Thursday, January 22, 2015

Faster, more memory efficient and more ordered dictionaries on PyPy

Hello everyone!

As of today, we merged the latest branch that brings better dictionaries to PyPy by default. The work is based on an idea by Raymond Hettinger on python-dev, with prior work done notably in Java.  It was done by Maciej Fijałkowski and Armin Rigo, with Laurence Tratt recently prodding us to finish it.  (Earlier work going in a similar direction include Alex Gaynor's work on ordered dicts in Topaz, which was also used in the Hippy VM.  Each of these pieces of work is itself based on the original dict implementation in RPython, whose origins fade in the Subversion prehistory of PyPy.)  Coincidentally, a very similar idea has been implemented in Zend PHP very recently. Zend implementation description.

This post covers the basics of design and implementation as well as some basic benchmarks.

Dictionaries are now ordered!

One surprising part is that the new design, besides being more memory efficient, is ordered by design: it preserves the insertion order.  This is not forbidden by the Python language, which allows any order.  It makes the collections.OrderedDict subclass much faster than before: it is now a thin subclass of dict.  Obviously, we recommend that any portable Python program continues to use OrderedDict when ordering is important.  Note that a non-portable program might rely on more: for example, a **keywords argument now receives the keywords in the same order as the one in which they were given in the call.  (Whether such a thing might be called a language design change or not is a bit borderline.)  The point is that Python programs that work on CPython or previous versions of PyPy should continue to work on PyPy.

There is one exception, though.  The iterators of the OrderedDict subclass are now working just like the ones of the dict builtin: they will raise RuntimeError when iterating if the dictionary was modified.  In the CPython design, the class OrderedDict explicitly doesn't worry about that, and instead you get some result that might range from correct to incorrect to crashes (i.e. random Python exceptions).

Original PyPy dictionary design

Originally, PyPy dictionaries, as well as CPython dictionaries are implemented as follows (simplified view):

struct dict {
   long num_items;
   dict_entry* items;   /* pointer to array */
}

struct dict_entry {
   long hash;
   PyObject* key;
   PyObject* value;
}

Where items is a sparse array, with 1/3 to 1/2 of the items being NULL. The average space occupied by a dictionary is 3 * WORD * 12/7 plus some small constant (the smallest dict has 8 entries, which is 8 * 3 * WORD + 2 * WORD = 26 WORDs).

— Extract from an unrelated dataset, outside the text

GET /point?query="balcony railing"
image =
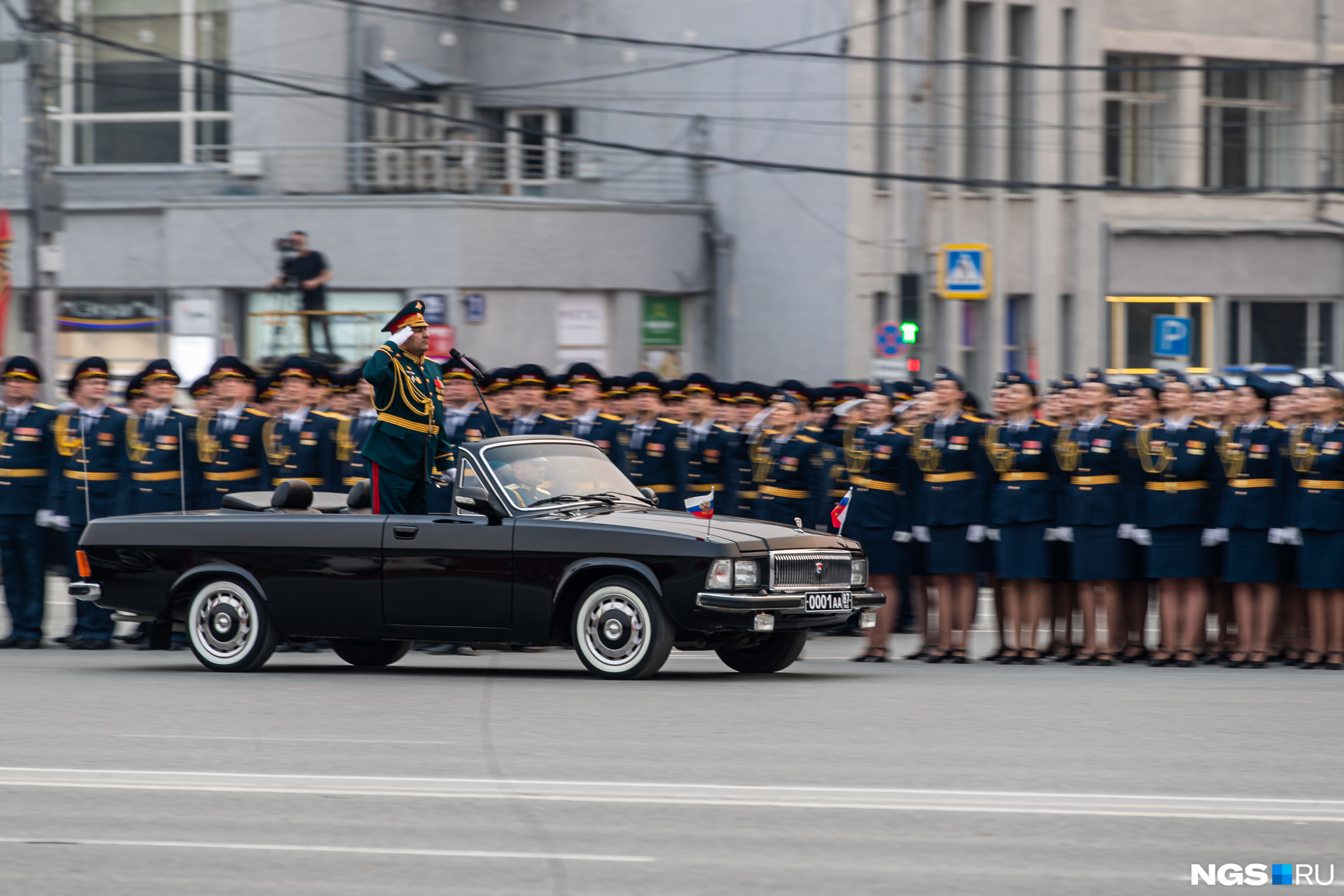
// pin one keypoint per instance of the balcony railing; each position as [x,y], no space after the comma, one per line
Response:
[453,167]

New PyPy dictionary design

The new PyPy dictionary is split in two arrays:

struct dict {
    long num_items;
    variable_int *sparse_array;
    dict_entry* compact_array;
}

struct dict_entry {
    long hash;
    PyObject *key;
    PyObject *value;
}

Here, compact_array stores all the items in order of insertion, while sparse_array is a 1/2 to 2/3 full array of integers. The integers themselves are of the smallest size necessary for indexing the compact_array. So if compact_array has less than 256 items, then sparse_array will be made of bytes; if less than 2^16, it'll be two-byte integers; and so on.

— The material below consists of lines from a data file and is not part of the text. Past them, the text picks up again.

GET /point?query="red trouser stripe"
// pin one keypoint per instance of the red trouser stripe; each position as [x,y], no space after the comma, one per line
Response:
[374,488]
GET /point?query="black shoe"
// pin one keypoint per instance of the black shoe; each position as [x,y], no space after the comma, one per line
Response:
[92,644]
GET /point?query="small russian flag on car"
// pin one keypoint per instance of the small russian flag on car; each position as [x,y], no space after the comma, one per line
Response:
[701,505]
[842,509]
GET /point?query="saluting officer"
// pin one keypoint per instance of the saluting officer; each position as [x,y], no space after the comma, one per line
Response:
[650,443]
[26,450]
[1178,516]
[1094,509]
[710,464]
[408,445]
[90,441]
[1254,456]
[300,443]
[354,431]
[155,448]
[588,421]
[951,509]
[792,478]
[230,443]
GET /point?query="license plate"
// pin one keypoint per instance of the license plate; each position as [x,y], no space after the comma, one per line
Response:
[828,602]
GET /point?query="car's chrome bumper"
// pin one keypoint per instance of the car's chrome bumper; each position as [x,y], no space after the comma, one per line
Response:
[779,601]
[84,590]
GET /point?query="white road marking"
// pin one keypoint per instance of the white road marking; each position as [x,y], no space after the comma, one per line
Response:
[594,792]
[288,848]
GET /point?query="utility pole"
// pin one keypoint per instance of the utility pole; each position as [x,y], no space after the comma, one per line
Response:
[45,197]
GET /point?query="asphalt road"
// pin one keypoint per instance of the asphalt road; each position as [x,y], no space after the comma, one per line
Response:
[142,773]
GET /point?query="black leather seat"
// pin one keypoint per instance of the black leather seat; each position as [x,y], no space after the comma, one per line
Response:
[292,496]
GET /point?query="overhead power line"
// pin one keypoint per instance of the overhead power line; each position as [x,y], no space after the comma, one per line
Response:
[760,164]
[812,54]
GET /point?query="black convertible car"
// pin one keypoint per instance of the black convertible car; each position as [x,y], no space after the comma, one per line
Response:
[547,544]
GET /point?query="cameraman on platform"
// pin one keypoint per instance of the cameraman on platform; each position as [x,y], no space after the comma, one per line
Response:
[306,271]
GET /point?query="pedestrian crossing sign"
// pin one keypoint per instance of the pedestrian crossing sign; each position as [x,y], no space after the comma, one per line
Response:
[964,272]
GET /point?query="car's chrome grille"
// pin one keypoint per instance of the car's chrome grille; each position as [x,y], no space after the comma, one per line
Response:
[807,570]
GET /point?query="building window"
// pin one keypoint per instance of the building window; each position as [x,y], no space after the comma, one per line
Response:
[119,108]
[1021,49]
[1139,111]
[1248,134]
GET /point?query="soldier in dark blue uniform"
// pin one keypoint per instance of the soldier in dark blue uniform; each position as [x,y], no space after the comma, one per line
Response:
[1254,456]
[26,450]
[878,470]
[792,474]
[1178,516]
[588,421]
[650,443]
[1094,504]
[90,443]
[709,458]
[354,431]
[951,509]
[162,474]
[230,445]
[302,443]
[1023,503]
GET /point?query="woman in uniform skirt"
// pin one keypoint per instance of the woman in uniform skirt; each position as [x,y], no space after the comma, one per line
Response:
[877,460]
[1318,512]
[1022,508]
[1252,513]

This design saves quite a bit of memory. For example, on 64bit systems we can, but almost never, use indexing of more than 4 billion elements; and for small dicts, the extra sparse_array takes very little space.  For example a 100 element dict, would be on average for the original design on 64bit: 100 * 12/7 * WORD * 3 =~ 4100 bytes, while on new design it's 100 * 12/7 + 3 * WORD * 100 =~ 2600 bytes, quite a significant saving.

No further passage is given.